In rifle, the magnitude of the tournament’s impact is significant (Table 2). Regarding shooters’ average scores per set, the Olympic Games are significantly higher than the Grand Prix games (β = 0.256 [95% CI: 0.035–0.478], p = 0.023). Shooters’ performance in the Olympics and Grand Prix is considerably better than in the World Cup and World Championship games (Fig. 2C). There is also a significant type effect for youth shooters, showing they perform significantly worse than adult shooters (β =  − 0.579 [95% CI: − 0.77–-0.388], p < 0.0001, Fig. 2E). And a significant Year effect indicates a year-to-year incremental trend in average shooting scores in recent years (β = 0.11 [95% CI: 0.051–0.169], p < 0.0001, Fig. 2F). Finally, there is no significant effect for the gender variable (β =  − 0.104 [95% CI: − 0.217–0.009], p = 0.07, Fig. 2D).

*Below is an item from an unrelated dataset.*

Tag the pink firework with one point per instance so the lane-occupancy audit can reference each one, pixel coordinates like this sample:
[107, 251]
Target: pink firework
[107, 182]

In pistol, the results indicate significant differences between the different types of tournaments. The average scores per set of qualification rounds in the Olympics games (95.03 ± 2.30) were considerably higher (p < 0.0001) than that of the World Cup games (94.14 ± 3.28), GrandPrix games (94.27 ± 2.49) and other games (93.43 ± 3.43). And in Fig. 3C, the corresponding shooting performance in the World Championships is also significantly higher than in World Cup games (p < 0.01), Grand Prix games (p < 0.05), and other games (p < 0.0001).

The p-value for the comparison between the male and female groups of shooters is less than 0.0001 (Table 4), indicating that the male shooters’ pistol shooting performance is significantly higher compared to the shooting performance of females (Fig. 3D). Furthermore, there is also a significant type effect for youth shooters, showing they perform significantly worse than adult shooters (β =  − 1.659 [95% CI: − 1.91 – − 1.407], p < 0.0001, Fig. 3E). Finally, a significant Year effect indicates a year-to-year incremental trend in average shooting scores in recent years (β = 0.091 [95% CI: 0.02–0.163], p = 0.012, Fig. 3F).